ALKISAH di sebuah kampung yang udaranya masih segar, tinggallah seorang Ustaz kharismatik yang dijuluki Ustaz Reformis Lingkungan.
Tasbihnya tak pernah lepas.
Dalilnya selalu pas.
Tiap kali hadir di tengah masyarakat, Ustaz Reformis Lingkungan selalu memberi pesan sejuk.
Dengan sorot mata teduh, tasbih di tangan, dan suara lembut yang seperti embun subuh.
Ia berkata:
“Bapak-bapak, ibu-ibu…
Bumi ini bukan milik kita, ini titipan dari Allah.
Kalau kita rusak, sama saja kita berkhianat pada amanah Tuhan.
Jangan biarkan tambang-tambang merobek perut ibu pertiwi.”
“Janganlah kamu berbuat kerusakan di bumi setelah diatur dengan baik. Berdoalah kepada-Nya dengan rasa takut dan penuh harap.” (QS. Al-A’raf: 56)
Warga terdiam.
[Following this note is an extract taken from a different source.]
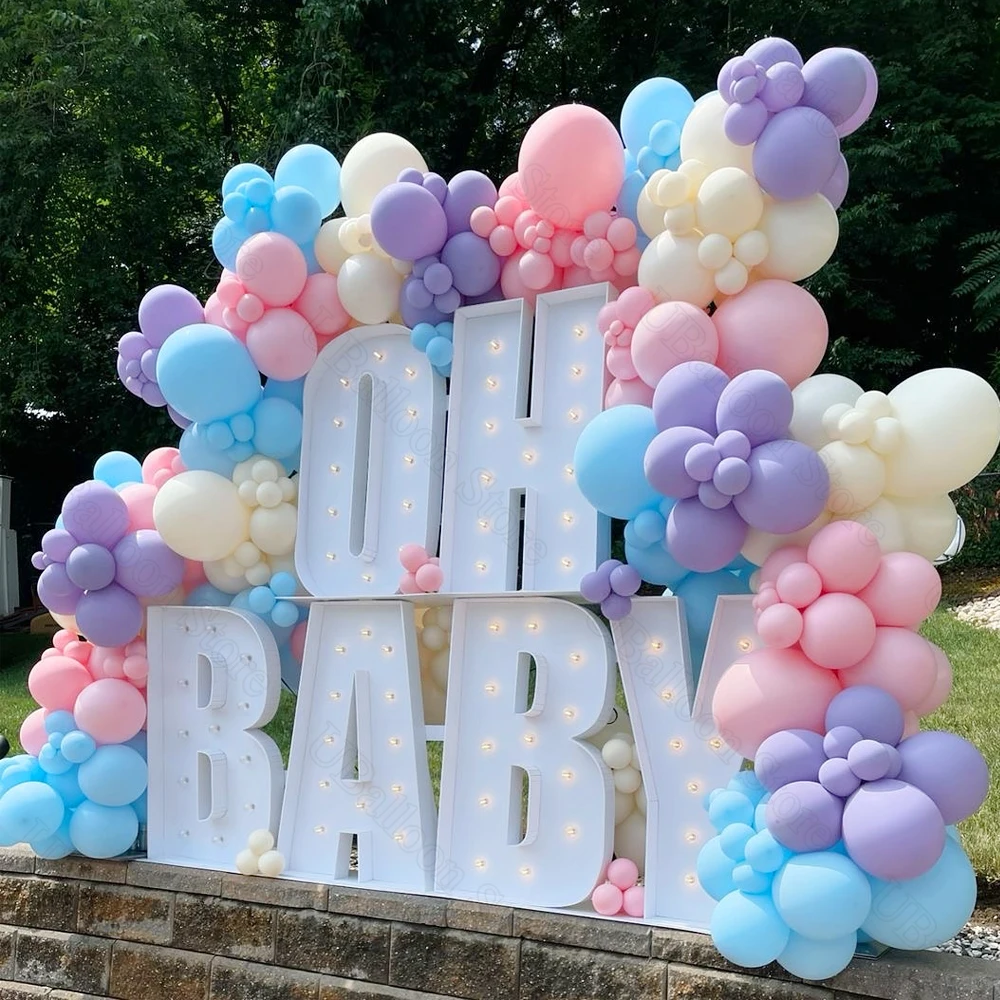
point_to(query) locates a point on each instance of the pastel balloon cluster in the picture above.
(94, 568)
(888, 798)
(794, 114)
Ada yang mengangguk. Ada yang terisak.
Seekor kambing bahkan tampak berhenti makan, seolah paham konteks.
Begitu juga seekor ayam yang biasa ribut tiap pagi pun kali ini diam, mungkin sedang merenungkan isi pesannya.
Bahkan angin sempat berhenti berembus sejenak, mungkin malu membawa pesan yang tak sejalan dengan tindakan.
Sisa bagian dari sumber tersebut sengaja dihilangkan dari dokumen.